The EAT held that the ET had erred in its finding that the Claimant was a worker of United Taxis. It was not necessary for the ET to imply a contract of employment between the Claimant and United Taxis to give the arrangements business efficacy. The working relationship was instead more akin to a collateral contract, under which the Claimant agreed to abide by United Taxis’ rules and byelaws as a condition of working as a sub-contractor for the Shareholder. In essence, United Taxis contracted out the task of transporting its passengers to the Shareholder, who in turn sub-contracted the task to the Claimant. The Claimant was therefore not a worker of United Taxis.
The EAT then addressed the challenges and potential issues surrounding the concept of dual employment, that is, the ET’s finding that the Claimant could simultaneously be an employee and worker of two different employers in respect of the same work. The EAT commented that dual employment was a “problematic” concept, and that it could lead to inherent difficulties in terms of obligations and responsibilities. While the EAT in Cairns v Visteon UK Limited [2007] ICR 616 observed these problems may not be insuperable, the EAT in this case could not see how such problems could be overcome. Further, the EAT had not been referred to any authority that dual employment was legally possible. There was no basis on which the ET could have found that the Claimant was, in respect of the same work at the same time, a worker (whether or not also an employee) of both United Taxis and the Shareholder.
The EAT also disagreed with the ET’s finding that the Claimant was an employee of the Shareholder. The Shareholder did not exercise a sufficient degree of control over the Claimant for the relationship between them to qualify as employment. The availability of the taxi was down to the Shareholder, however, he had no particular control over what the Claimant did during the time the taxi was available; the Claimant was free to do as much or as little taxi work as he wanted. The Shareholder also had no control over the rates charged to passengers, dress code or signage.
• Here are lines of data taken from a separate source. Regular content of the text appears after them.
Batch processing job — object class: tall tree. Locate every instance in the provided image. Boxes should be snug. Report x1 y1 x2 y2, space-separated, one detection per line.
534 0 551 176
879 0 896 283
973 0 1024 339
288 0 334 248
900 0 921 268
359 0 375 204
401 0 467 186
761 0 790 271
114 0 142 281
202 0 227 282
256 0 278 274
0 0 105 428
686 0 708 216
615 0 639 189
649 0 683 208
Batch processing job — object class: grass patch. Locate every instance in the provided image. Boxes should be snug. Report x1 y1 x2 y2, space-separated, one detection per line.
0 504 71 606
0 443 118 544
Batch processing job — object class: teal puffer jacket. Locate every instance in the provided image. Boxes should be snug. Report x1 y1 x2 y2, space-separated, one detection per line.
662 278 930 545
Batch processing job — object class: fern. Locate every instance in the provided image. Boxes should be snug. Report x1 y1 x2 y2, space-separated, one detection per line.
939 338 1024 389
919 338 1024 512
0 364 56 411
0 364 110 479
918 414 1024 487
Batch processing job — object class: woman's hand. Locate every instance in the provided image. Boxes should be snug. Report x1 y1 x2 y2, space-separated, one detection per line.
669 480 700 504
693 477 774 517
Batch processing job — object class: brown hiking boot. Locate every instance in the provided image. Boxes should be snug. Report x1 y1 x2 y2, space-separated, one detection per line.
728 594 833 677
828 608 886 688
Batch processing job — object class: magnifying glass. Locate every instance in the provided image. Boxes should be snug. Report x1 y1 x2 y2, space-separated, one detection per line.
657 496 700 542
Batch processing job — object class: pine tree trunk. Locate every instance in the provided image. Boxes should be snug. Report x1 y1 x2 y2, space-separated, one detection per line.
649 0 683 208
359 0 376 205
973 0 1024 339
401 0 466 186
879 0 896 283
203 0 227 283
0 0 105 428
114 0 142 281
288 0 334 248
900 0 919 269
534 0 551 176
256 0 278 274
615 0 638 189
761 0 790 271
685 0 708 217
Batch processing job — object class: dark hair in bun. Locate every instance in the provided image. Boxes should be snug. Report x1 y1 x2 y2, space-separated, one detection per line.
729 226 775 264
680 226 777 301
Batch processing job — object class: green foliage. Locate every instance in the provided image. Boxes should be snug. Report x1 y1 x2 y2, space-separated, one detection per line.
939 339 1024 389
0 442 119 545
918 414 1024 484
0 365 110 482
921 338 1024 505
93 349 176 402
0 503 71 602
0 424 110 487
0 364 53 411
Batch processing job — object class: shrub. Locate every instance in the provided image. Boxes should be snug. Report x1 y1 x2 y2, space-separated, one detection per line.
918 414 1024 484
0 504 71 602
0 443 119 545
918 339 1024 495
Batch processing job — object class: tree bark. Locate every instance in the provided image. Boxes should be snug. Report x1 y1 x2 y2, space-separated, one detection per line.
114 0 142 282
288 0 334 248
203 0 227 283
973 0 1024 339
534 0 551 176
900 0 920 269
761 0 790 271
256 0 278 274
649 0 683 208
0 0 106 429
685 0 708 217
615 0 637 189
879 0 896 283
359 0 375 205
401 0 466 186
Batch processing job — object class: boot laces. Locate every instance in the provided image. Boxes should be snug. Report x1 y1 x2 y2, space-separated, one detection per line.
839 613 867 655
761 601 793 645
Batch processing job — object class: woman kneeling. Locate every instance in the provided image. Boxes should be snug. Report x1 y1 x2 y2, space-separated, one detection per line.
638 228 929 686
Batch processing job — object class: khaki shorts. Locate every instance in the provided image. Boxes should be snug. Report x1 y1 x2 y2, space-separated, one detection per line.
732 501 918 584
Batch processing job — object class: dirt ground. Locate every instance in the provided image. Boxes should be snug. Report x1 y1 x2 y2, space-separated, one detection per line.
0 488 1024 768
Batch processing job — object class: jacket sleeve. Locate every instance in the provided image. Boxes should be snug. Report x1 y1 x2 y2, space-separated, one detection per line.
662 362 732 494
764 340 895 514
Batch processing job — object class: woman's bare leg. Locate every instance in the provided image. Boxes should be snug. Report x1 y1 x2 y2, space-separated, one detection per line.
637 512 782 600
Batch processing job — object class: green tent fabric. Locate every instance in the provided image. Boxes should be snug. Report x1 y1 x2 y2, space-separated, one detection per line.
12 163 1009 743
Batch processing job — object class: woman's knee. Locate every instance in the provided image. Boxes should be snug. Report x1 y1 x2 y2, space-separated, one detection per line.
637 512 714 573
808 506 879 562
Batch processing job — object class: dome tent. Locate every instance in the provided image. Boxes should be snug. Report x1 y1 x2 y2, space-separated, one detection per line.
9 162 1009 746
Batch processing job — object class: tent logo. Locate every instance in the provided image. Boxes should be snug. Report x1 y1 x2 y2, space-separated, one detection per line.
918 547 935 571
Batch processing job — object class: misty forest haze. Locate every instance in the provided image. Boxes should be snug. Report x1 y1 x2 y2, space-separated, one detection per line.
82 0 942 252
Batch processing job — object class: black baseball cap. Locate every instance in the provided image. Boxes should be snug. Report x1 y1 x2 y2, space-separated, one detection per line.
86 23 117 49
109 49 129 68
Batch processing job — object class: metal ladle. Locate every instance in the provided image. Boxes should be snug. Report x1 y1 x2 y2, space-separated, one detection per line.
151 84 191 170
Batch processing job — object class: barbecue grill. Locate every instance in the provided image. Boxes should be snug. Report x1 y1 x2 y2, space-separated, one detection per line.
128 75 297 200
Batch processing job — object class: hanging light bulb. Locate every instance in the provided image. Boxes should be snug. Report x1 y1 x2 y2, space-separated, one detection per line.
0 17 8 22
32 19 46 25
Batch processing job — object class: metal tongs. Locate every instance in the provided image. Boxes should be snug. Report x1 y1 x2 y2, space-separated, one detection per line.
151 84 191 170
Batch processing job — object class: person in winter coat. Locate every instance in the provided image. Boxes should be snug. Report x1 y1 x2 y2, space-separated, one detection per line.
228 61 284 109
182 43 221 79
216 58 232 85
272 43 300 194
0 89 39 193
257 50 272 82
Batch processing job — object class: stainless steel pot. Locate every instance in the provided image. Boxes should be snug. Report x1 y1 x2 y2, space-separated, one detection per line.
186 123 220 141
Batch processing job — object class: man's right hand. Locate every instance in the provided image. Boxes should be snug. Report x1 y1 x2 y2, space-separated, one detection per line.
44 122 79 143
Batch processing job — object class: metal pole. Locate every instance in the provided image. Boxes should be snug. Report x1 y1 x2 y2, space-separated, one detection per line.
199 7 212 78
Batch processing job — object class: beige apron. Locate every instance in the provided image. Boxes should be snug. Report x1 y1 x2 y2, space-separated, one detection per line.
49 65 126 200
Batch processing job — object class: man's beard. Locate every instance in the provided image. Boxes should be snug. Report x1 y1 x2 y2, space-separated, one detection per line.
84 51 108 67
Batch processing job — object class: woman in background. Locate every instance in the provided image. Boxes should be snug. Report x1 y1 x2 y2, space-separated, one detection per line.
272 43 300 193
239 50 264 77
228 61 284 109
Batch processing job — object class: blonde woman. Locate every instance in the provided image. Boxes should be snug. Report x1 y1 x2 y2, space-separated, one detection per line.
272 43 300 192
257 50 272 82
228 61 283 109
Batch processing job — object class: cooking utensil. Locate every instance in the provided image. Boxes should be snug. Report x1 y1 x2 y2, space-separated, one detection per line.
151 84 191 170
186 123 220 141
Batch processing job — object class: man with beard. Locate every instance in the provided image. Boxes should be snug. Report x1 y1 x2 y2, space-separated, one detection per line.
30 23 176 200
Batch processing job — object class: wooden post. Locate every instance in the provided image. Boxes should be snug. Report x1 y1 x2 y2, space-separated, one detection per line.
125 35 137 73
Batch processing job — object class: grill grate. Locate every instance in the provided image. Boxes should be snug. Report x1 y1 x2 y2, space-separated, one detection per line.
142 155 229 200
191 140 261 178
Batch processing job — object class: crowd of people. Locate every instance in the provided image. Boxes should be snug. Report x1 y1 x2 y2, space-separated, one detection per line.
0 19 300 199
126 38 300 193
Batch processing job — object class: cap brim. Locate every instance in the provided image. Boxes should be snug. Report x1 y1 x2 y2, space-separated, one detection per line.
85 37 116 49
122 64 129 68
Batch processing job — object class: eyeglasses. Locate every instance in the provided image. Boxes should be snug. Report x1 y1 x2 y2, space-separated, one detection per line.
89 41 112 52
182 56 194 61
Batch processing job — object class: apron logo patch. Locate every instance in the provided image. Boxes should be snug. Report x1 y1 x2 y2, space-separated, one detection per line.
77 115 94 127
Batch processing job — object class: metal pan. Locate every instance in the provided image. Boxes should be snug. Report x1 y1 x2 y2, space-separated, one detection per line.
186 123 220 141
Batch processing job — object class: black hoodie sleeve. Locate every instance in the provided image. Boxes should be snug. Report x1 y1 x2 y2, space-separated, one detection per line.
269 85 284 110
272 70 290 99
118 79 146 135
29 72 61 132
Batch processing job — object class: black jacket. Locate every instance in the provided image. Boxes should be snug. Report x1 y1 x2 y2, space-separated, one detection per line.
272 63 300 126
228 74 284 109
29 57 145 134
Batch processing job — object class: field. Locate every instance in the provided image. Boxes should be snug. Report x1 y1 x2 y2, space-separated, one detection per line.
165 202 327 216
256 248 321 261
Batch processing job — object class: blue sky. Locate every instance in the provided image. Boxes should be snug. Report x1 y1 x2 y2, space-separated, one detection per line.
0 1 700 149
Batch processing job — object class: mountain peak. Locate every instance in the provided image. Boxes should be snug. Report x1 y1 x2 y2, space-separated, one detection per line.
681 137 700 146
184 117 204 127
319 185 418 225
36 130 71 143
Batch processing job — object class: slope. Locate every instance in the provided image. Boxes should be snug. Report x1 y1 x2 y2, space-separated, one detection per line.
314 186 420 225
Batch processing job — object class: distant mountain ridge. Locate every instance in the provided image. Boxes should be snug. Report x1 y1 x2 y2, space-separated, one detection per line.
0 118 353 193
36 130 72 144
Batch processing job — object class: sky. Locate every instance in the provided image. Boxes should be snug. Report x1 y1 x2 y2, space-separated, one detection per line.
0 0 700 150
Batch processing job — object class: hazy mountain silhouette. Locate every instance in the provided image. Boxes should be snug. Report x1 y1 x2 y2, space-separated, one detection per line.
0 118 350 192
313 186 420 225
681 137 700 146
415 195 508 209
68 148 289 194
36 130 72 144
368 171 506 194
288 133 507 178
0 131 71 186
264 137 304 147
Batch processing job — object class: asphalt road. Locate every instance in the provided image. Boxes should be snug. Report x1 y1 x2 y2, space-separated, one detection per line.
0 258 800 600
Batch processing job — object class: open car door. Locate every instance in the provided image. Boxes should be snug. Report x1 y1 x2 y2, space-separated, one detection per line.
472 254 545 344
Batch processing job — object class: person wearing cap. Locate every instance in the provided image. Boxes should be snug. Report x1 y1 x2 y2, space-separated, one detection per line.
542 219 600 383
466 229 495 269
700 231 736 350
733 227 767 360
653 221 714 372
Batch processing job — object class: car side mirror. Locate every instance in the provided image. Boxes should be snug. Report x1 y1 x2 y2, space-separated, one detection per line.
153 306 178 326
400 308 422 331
On the above basis, the EAT held that the Claimant was neither a worker nor an employee of United Taxis and that he was a worker, rather than an employee, of the Shareholder.
This decision reinforces the importance of correctly establishing employment status, as this affects the employment rights that an individual is entitled to benefit from. In practice it can be difficult to establish where the line falls between worker and employment status; this case emphasises that distinguishing between the two requires a thorough examination of the individual facts and circumstances, in particular the level of control exercised by the “employer” and the terms of the contract between the parties.